21.10.2019 18:50 di Raffaella Bon   Vedi letture
Edoardo Imbimbo
© foto di Andrea Rosito/Cosenza24.net
Edoardo Imbimbo

Ai microfoni di TuttoC.com, Edoardo Imbimbo, allenatore attualmente senza squadra, dopo l'ultima esperienza sfortunata sulla panchina del Matera, si sofferma sul momento personale e più in generale della Serie C.

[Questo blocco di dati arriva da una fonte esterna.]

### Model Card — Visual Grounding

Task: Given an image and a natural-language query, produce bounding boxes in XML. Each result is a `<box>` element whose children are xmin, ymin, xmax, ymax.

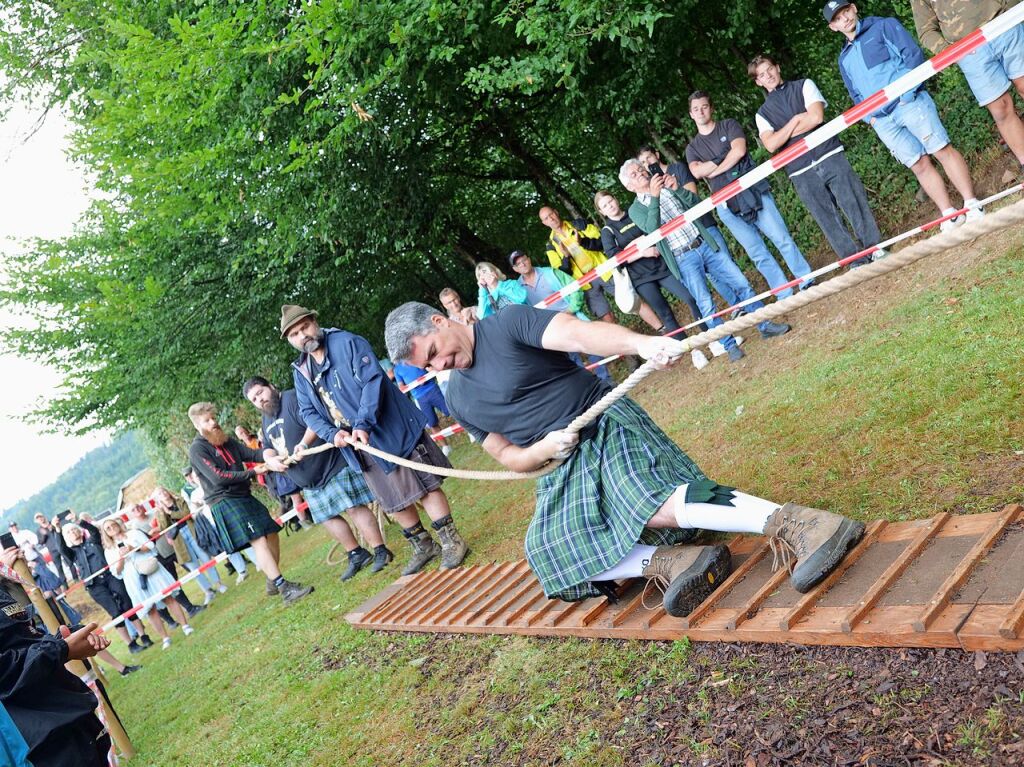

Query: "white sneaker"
<box><xmin>939</xmin><ymin>213</ymin><xmax>967</xmax><ymax>231</ymax></box>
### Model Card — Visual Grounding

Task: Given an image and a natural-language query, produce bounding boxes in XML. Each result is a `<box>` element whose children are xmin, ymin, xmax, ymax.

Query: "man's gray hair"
<box><xmin>384</xmin><ymin>301</ymin><xmax>444</xmax><ymax>363</ymax></box>
<box><xmin>618</xmin><ymin>157</ymin><xmax>643</xmax><ymax>191</ymax></box>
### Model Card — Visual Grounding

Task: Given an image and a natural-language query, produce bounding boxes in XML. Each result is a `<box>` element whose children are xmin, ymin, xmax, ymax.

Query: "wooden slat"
<box><xmin>497</xmin><ymin>581</ymin><xmax>545</xmax><ymax>626</ymax></box>
<box><xmin>433</xmin><ymin>564</ymin><xmax>495</xmax><ymax>626</ymax></box>
<box><xmin>681</xmin><ymin>539</ymin><xmax>768</xmax><ymax>629</ymax></box>
<box><xmin>842</xmin><ymin>512</ymin><xmax>949</xmax><ymax>632</ymax></box>
<box><xmin>778</xmin><ymin>519</ymin><xmax>889</xmax><ymax>631</ymax></box>
<box><xmin>412</xmin><ymin>567</ymin><xmax>487</xmax><ymax>624</ymax></box>
<box><xmin>725</xmin><ymin>567</ymin><xmax>790</xmax><ymax>631</ymax></box>
<box><xmin>481</xmin><ymin>572</ymin><xmax>544</xmax><ymax>626</ymax></box>
<box><xmin>364</xmin><ymin>570</ymin><xmax>443</xmax><ymax>623</ymax></box>
<box><xmin>458</xmin><ymin>562</ymin><xmax>530</xmax><ymax>624</ymax></box>
<box><xmin>913</xmin><ymin>504</ymin><xmax>1022</xmax><ymax>632</ymax></box>
<box><xmin>999</xmin><ymin>591</ymin><xmax>1024</xmax><ymax>639</ymax></box>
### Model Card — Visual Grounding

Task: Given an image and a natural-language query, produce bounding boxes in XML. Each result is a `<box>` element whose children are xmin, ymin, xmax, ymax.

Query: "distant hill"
<box><xmin>2</xmin><ymin>432</ymin><xmax>148</xmax><ymax>529</ymax></box>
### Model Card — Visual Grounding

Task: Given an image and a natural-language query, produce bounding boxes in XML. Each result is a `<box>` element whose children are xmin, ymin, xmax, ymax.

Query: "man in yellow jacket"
<box><xmin>910</xmin><ymin>0</ymin><xmax>1024</xmax><ymax>173</ymax></box>
<box><xmin>540</xmin><ymin>206</ymin><xmax>662</xmax><ymax>330</ymax></box>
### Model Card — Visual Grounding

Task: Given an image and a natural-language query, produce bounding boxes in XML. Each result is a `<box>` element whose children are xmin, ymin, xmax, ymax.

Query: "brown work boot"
<box><xmin>432</xmin><ymin>514</ymin><xmax>469</xmax><ymax>570</ymax></box>
<box><xmin>401</xmin><ymin>524</ymin><xmax>441</xmax><ymax>576</ymax></box>
<box><xmin>643</xmin><ymin>545</ymin><xmax>732</xmax><ymax>617</ymax></box>
<box><xmin>765</xmin><ymin>503</ymin><xmax>864</xmax><ymax>594</ymax></box>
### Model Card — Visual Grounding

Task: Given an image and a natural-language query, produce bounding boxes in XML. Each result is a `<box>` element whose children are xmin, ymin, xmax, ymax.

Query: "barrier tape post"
<box><xmin>14</xmin><ymin>559</ymin><xmax>135</xmax><ymax>759</ymax></box>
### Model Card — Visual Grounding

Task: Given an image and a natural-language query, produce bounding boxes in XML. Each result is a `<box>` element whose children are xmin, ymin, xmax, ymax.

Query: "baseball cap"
<box><xmin>821</xmin><ymin>0</ymin><xmax>853</xmax><ymax>23</ymax></box>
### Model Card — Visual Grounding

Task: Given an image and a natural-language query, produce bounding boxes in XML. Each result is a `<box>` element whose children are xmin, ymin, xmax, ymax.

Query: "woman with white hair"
<box><xmin>476</xmin><ymin>261</ymin><xmax>526</xmax><ymax>319</ymax></box>
<box><xmin>100</xmin><ymin>518</ymin><xmax>193</xmax><ymax>650</ymax></box>
<box><xmin>60</xmin><ymin>517</ymin><xmax>153</xmax><ymax>653</ymax></box>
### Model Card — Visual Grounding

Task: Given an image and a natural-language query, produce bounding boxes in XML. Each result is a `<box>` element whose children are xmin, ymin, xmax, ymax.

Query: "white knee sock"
<box><xmin>676</xmin><ymin>485</ymin><xmax>778</xmax><ymax>532</ymax></box>
<box><xmin>590</xmin><ymin>544</ymin><xmax>654</xmax><ymax>581</ymax></box>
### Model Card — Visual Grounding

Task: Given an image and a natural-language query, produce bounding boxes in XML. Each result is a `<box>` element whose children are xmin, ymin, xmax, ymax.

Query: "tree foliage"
<box><xmin>0</xmin><ymin>0</ymin><xmax>987</xmax><ymax>454</ymax></box>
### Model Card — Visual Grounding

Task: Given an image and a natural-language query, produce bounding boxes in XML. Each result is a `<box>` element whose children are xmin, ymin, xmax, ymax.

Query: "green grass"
<box><xmin>110</xmin><ymin>248</ymin><xmax>1024</xmax><ymax>767</ymax></box>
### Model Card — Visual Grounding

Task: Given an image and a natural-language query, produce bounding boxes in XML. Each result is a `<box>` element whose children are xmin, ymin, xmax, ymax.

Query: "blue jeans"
<box><xmin>178</xmin><ymin>522</ymin><xmax>220</xmax><ymax>592</ymax></box>
<box><xmin>718</xmin><ymin>193</ymin><xmax>811</xmax><ymax>298</ymax></box>
<box><xmin>675</xmin><ymin>243</ymin><xmax>742</xmax><ymax>351</ymax></box>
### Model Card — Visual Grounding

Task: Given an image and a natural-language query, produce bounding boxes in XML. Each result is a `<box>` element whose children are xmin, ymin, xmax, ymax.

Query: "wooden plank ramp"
<box><xmin>345</xmin><ymin>504</ymin><xmax>1024</xmax><ymax>651</ymax></box>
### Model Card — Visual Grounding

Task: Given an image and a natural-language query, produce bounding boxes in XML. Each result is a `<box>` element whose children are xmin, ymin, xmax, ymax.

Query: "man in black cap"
<box><xmin>242</xmin><ymin>376</ymin><xmax>394</xmax><ymax>581</ymax></box>
<box><xmin>281</xmin><ymin>305</ymin><xmax>469</xmax><ymax>574</ymax></box>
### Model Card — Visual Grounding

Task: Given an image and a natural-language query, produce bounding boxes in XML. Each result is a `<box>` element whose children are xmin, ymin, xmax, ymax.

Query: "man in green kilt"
<box><xmin>188</xmin><ymin>402</ymin><xmax>313</xmax><ymax>604</ymax></box>
<box><xmin>384</xmin><ymin>302</ymin><xmax>864</xmax><ymax>615</ymax></box>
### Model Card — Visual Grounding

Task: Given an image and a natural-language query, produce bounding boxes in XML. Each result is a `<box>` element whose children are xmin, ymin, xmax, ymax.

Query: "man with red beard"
<box><xmin>188</xmin><ymin>402</ymin><xmax>313</xmax><ymax>604</ymax></box>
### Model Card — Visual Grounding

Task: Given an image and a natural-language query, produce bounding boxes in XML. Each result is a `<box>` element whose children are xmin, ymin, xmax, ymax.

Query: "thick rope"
<box><xmin>292</xmin><ymin>200</ymin><xmax>1024</xmax><ymax>481</ymax></box>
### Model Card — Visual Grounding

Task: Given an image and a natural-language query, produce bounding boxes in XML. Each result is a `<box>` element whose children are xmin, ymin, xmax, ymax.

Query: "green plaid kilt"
<box><xmin>302</xmin><ymin>466</ymin><xmax>374</xmax><ymax>524</ymax></box>
<box><xmin>525</xmin><ymin>398</ymin><xmax>714</xmax><ymax>601</ymax></box>
<box><xmin>210</xmin><ymin>496</ymin><xmax>281</xmax><ymax>554</ymax></box>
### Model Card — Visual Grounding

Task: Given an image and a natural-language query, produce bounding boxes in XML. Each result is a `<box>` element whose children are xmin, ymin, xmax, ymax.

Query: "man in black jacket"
<box><xmin>0</xmin><ymin>549</ymin><xmax>111</xmax><ymax>767</ymax></box>
<box><xmin>188</xmin><ymin>402</ymin><xmax>313</xmax><ymax>604</ymax></box>
<box><xmin>34</xmin><ymin>513</ymin><xmax>78</xmax><ymax>589</ymax></box>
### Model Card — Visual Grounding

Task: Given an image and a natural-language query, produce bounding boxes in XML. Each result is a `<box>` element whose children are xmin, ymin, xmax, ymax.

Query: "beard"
<box><xmin>202</xmin><ymin>424</ymin><xmax>227</xmax><ymax>448</ymax></box>
<box><xmin>260</xmin><ymin>389</ymin><xmax>281</xmax><ymax>418</ymax></box>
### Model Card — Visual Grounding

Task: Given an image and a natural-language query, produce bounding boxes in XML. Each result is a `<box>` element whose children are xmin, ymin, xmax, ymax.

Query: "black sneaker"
<box><xmin>341</xmin><ymin>546</ymin><xmax>374</xmax><ymax>581</ymax></box>
<box><xmin>370</xmin><ymin>546</ymin><xmax>394</xmax><ymax>572</ymax></box>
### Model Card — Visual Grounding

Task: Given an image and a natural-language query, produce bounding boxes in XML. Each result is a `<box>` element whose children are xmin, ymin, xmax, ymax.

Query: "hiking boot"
<box><xmin>643</xmin><ymin>544</ymin><xmax>732</xmax><ymax>617</ymax></box>
<box><xmin>401</xmin><ymin>525</ymin><xmax>441</xmax><ymax>576</ymax></box>
<box><xmin>370</xmin><ymin>544</ymin><xmax>394</xmax><ymax>572</ymax></box>
<box><xmin>758</xmin><ymin>321</ymin><xmax>792</xmax><ymax>338</ymax></box>
<box><xmin>341</xmin><ymin>546</ymin><xmax>374</xmax><ymax>581</ymax></box>
<box><xmin>281</xmin><ymin>581</ymin><xmax>313</xmax><ymax>604</ymax></box>
<box><xmin>433</xmin><ymin>514</ymin><xmax>469</xmax><ymax>570</ymax></box>
<box><xmin>765</xmin><ymin>503</ymin><xmax>864</xmax><ymax>594</ymax></box>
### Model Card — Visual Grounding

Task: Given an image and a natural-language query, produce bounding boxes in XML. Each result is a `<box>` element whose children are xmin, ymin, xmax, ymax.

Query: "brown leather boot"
<box><xmin>765</xmin><ymin>503</ymin><xmax>864</xmax><ymax>593</ymax></box>
<box><xmin>643</xmin><ymin>545</ymin><xmax>732</xmax><ymax>617</ymax></box>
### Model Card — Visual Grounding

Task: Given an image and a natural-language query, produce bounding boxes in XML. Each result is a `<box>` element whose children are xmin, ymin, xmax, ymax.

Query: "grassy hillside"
<box><xmin>90</xmin><ymin>236</ymin><xmax>1024</xmax><ymax>767</ymax></box>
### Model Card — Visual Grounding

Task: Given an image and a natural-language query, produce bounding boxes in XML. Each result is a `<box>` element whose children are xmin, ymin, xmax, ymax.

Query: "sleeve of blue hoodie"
<box><xmin>292</xmin><ymin>371</ymin><xmax>338</xmax><ymax>443</ymax></box>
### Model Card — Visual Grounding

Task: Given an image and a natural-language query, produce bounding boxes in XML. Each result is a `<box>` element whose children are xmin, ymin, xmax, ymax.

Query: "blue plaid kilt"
<box><xmin>525</xmin><ymin>398</ymin><xmax>704</xmax><ymax>601</ymax></box>
<box><xmin>302</xmin><ymin>466</ymin><xmax>374</xmax><ymax>524</ymax></box>
<box><xmin>210</xmin><ymin>496</ymin><xmax>281</xmax><ymax>554</ymax></box>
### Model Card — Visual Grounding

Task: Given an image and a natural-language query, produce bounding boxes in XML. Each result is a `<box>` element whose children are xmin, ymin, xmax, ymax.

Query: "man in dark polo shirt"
<box><xmin>746</xmin><ymin>54</ymin><xmax>886</xmax><ymax>266</ymax></box>
<box><xmin>686</xmin><ymin>90</ymin><xmax>813</xmax><ymax>298</ymax></box>
<box><xmin>384</xmin><ymin>302</ymin><xmax>864</xmax><ymax>615</ymax></box>
<box><xmin>242</xmin><ymin>376</ymin><xmax>394</xmax><ymax>581</ymax></box>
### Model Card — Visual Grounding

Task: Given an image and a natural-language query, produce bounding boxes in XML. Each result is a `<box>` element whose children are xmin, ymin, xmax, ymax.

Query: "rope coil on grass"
<box><xmin>292</xmin><ymin>200</ymin><xmax>1024</xmax><ymax>481</ymax></box>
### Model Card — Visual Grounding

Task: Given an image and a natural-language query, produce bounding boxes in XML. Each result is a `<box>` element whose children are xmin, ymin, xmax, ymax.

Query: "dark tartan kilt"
<box><xmin>525</xmin><ymin>398</ymin><xmax>708</xmax><ymax>601</ymax></box>
<box><xmin>210</xmin><ymin>496</ymin><xmax>281</xmax><ymax>554</ymax></box>
<box><xmin>302</xmin><ymin>466</ymin><xmax>374</xmax><ymax>524</ymax></box>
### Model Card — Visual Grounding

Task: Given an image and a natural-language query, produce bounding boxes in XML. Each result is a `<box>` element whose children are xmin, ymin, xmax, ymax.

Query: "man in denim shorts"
<box><xmin>823</xmin><ymin>0</ymin><xmax>984</xmax><ymax>229</ymax></box>
<box><xmin>910</xmin><ymin>0</ymin><xmax>1024</xmax><ymax>173</ymax></box>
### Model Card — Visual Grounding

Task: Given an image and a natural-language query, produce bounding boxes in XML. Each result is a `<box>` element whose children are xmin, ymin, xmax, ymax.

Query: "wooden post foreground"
<box><xmin>14</xmin><ymin>559</ymin><xmax>135</xmax><ymax>759</ymax></box>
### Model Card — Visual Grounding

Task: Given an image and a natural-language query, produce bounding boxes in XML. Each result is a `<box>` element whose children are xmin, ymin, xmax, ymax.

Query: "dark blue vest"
<box><xmin>758</xmin><ymin>80</ymin><xmax>843</xmax><ymax>176</ymax></box>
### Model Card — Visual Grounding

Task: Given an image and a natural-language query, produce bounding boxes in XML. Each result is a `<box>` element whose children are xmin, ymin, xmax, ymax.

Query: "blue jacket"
<box><xmin>839</xmin><ymin>16</ymin><xmax>925</xmax><ymax>123</ymax></box>
<box><xmin>292</xmin><ymin>328</ymin><xmax>427</xmax><ymax>473</ymax></box>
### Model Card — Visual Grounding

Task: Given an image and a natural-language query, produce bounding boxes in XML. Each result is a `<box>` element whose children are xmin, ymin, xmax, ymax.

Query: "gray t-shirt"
<box><xmin>446</xmin><ymin>304</ymin><xmax>611</xmax><ymax>448</ymax></box>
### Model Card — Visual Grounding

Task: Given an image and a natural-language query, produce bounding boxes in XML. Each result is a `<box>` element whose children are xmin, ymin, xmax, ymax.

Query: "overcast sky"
<box><xmin>0</xmin><ymin>100</ymin><xmax>110</xmax><ymax>512</ymax></box>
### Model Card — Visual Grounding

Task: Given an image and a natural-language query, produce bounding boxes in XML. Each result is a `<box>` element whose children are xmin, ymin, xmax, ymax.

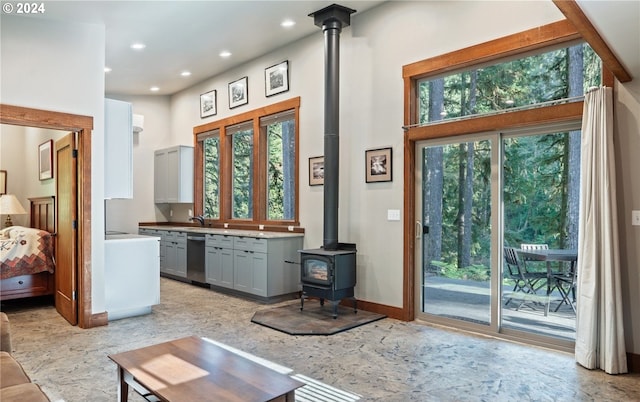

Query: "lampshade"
<box><xmin>0</xmin><ymin>194</ymin><xmax>27</xmax><ymax>227</ymax></box>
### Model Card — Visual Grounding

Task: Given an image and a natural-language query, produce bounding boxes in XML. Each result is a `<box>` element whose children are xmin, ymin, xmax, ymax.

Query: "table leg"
<box><xmin>118</xmin><ymin>366</ymin><xmax>129</xmax><ymax>402</ymax></box>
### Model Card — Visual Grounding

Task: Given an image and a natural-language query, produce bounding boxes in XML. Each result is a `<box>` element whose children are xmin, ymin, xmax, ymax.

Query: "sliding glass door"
<box><xmin>415</xmin><ymin>124</ymin><xmax>580</xmax><ymax>346</ymax></box>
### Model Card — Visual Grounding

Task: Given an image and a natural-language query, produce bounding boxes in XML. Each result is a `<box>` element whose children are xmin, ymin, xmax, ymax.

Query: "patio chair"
<box><xmin>504</xmin><ymin>247</ymin><xmax>549</xmax><ymax>316</ymax></box>
<box><xmin>553</xmin><ymin>265</ymin><xmax>578</xmax><ymax>313</ymax></box>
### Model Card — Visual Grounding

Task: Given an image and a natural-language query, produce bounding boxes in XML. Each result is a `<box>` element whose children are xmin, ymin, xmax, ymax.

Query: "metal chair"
<box><xmin>553</xmin><ymin>264</ymin><xmax>578</xmax><ymax>313</ymax></box>
<box><xmin>504</xmin><ymin>247</ymin><xmax>549</xmax><ymax>316</ymax></box>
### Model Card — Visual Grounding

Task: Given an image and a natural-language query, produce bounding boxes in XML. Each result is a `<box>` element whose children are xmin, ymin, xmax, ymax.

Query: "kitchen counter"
<box><xmin>139</xmin><ymin>225</ymin><xmax>304</xmax><ymax>239</ymax></box>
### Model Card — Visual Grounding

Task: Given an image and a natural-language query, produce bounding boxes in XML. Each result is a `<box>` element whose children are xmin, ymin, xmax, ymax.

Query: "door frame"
<box><xmin>0</xmin><ymin>104</ymin><xmax>107</xmax><ymax>328</ymax></box>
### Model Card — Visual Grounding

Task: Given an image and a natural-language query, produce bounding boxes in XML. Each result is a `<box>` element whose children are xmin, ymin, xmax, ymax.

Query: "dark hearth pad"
<box><xmin>251</xmin><ymin>300</ymin><xmax>386</xmax><ymax>335</ymax></box>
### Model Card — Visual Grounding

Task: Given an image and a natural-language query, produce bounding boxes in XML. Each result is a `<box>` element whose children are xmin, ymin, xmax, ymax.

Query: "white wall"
<box><xmin>0</xmin><ymin>14</ymin><xmax>105</xmax><ymax>313</ymax></box>
<box><xmin>162</xmin><ymin>2</ymin><xmax>562</xmax><ymax>307</ymax></box>
<box><xmin>105</xmin><ymin>94</ymin><xmax>172</xmax><ymax>233</ymax></box>
<box><xmin>614</xmin><ymin>77</ymin><xmax>640</xmax><ymax>354</ymax></box>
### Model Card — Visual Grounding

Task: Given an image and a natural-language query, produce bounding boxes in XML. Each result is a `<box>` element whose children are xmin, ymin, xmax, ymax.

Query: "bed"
<box><xmin>0</xmin><ymin>197</ymin><xmax>55</xmax><ymax>300</ymax></box>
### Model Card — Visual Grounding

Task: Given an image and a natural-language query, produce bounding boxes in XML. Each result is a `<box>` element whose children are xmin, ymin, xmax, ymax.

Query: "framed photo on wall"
<box><xmin>229</xmin><ymin>77</ymin><xmax>249</xmax><ymax>109</ymax></box>
<box><xmin>200</xmin><ymin>89</ymin><xmax>218</xmax><ymax>119</ymax></box>
<box><xmin>0</xmin><ymin>170</ymin><xmax>7</xmax><ymax>195</ymax></box>
<box><xmin>264</xmin><ymin>60</ymin><xmax>289</xmax><ymax>96</ymax></box>
<box><xmin>38</xmin><ymin>140</ymin><xmax>53</xmax><ymax>180</ymax></box>
<box><xmin>309</xmin><ymin>156</ymin><xmax>324</xmax><ymax>186</ymax></box>
<box><xmin>364</xmin><ymin>148</ymin><xmax>393</xmax><ymax>183</ymax></box>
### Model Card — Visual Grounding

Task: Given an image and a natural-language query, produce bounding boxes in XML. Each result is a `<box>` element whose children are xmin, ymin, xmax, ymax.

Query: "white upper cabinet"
<box><xmin>153</xmin><ymin>145</ymin><xmax>193</xmax><ymax>204</ymax></box>
<box><xmin>104</xmin><ymin>99</ymin><xmax>133</xmax><ymax>198</ymax></box>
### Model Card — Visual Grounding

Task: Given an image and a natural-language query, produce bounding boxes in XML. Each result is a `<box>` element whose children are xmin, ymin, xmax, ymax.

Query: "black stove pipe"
<box><xmin>309</xmin><ymin>4</ymin><xmax>356</xmax><ymax>250</ymax></box>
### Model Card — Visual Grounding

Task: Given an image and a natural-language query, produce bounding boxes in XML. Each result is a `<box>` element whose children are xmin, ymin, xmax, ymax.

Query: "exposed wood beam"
<box><xmin>552</xmin><ymin>0</ymin><xmax>632</xmax><ymax>82</ymax></box>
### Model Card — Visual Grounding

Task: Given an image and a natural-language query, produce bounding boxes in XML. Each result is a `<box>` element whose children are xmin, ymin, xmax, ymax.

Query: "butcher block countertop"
<box><xmin>140</xmin><ymin>225</ymin><xmax>304</xmax><ymax>239</ymax></box>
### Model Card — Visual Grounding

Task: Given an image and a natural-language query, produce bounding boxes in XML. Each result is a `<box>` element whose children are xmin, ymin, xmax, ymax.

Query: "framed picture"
<box><xmin>38</xmin><ymin>140</ymin><xmax>53</xmax><ymax>180</ymax></box>
<box><xmin>364</xmin><ymin>148</ymin><xmax>392</xmax><ymax>183</ymax></box>
<box><xmin>264</xmin><ymin>60</ymin><xmax>289</xmax><ymax>96</ymax></box>
<box><xmin>229</xmin><ymin>77</ymin><xmax>249</xmax><ymax>109</ymax></box>
<box><xmin>0</xmin><ymin>170</ymin><xmax>7</xmax><ymax>195</ymax></box>
<box><xmin>200</xmin><ymin>89</ymin><xmax>218</xmax><ymax>119</ymax></box>
<box><xmin>309</xmin><ymin>156</ymin><xmax>324</xmax><ymax>186</ymax></box>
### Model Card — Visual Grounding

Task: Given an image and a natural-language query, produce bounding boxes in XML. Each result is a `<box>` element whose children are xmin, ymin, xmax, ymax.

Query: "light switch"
<box><xmin>387</xmin><ymin>209</ymin><xmax>400</xmax><ymax>221</ymax></box>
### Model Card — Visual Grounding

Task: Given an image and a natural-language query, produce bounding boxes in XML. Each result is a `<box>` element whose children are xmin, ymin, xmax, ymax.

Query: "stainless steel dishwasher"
<box><xmin>187</xmin><ymin>233</ymin><xmax>207</xmax><ymax>285</ymax></box>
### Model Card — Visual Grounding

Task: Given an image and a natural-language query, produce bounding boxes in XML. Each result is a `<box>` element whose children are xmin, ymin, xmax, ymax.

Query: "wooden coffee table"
<box><xmin>109</xmin><ymin>336</ymin><xmax>304</xmax><ymax>402</ymax></box>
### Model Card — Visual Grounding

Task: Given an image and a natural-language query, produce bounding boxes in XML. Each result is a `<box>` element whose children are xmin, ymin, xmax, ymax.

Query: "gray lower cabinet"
<box><xmin>205</xmin><ymin>234</ymin><xmax>302</xmax><ymax>297</ymax></box>
<box><xmin>159</xmin><ymin>230</ymin><xmax>187</xmax><ymax>278</ymax></box>
<box><xmin>205</xmin><ymin>235</ymin><xmax>233</xmax><ymax>289</ymax></box>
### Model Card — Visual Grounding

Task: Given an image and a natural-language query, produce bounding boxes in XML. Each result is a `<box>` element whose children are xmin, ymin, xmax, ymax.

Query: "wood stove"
<box><xmin>300</xmin><ymin>4</ymin><xmax>357</xmax><ymax>318</ymax></box>
<box><xmin>300</xmin><ymin>243</ymin><xmax>358</xmax><ymax>318</ymax></box>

Come vive la sua situazione?
"Come una conseguenza. L'annata sfortunata di Matera ha portato conseguenze negative su determinate cose per trovare la giusta società. Ci sono stati un po' di contatti ma ho declinato qualsiasi offerta. Spero più avanti di poterne ricevere di migliori per continuare l'ottimo lavoro che stavamo facendo col mio staff. E' una situazione di assoluta preoccupazione. Non so se sia accaduto in anni precedenti che una società fosse cancellata a febbraio lasciando tesserati senza lavoro. E' una cosa bruttissima. In questo mondo si dimentica in fretta del lavoro svolto, uno rimane scottato e ai primi contatti si cerca di capire chi siano i proprietari per far capire se poi gli accordi contrattuali presi verranno rispettati. E' una situazione pericolosa e gravissima per il calcio italiano".

Cosa pensa della situazione del Rieti?
"Conosco Pavarese che è un ottimo professionista. Sicuramente avrà valutato la situazione che non è delle migliori però non posso sbilanciarmi perchè non so bene le cose. Il dato di fatto è che non sono stati pagati degli stipendi e questo significa avere una preoccupazione però sono convinto che possa fare un ottimo lavoro sia dal punto di vista tecnico che da quello gestionale".

E di quello che sta accadendo ad Avellino?
"Ci ho lavorato due anni con Novellino in B, oggi stanno succedendo cose gravi. Sono un avellinese e penso che si debba avere più rispetto per quello che è accaduto, l'aspetto tecnico lo lascio a chi sta lavorando. Spero che la squadra della mia città possa uscire fuori quanto prima da una situazione gravissima a livello societario e credo che qualcuno dovrebbe portare più rispetto ad una realtà incredibile come quella avellinese".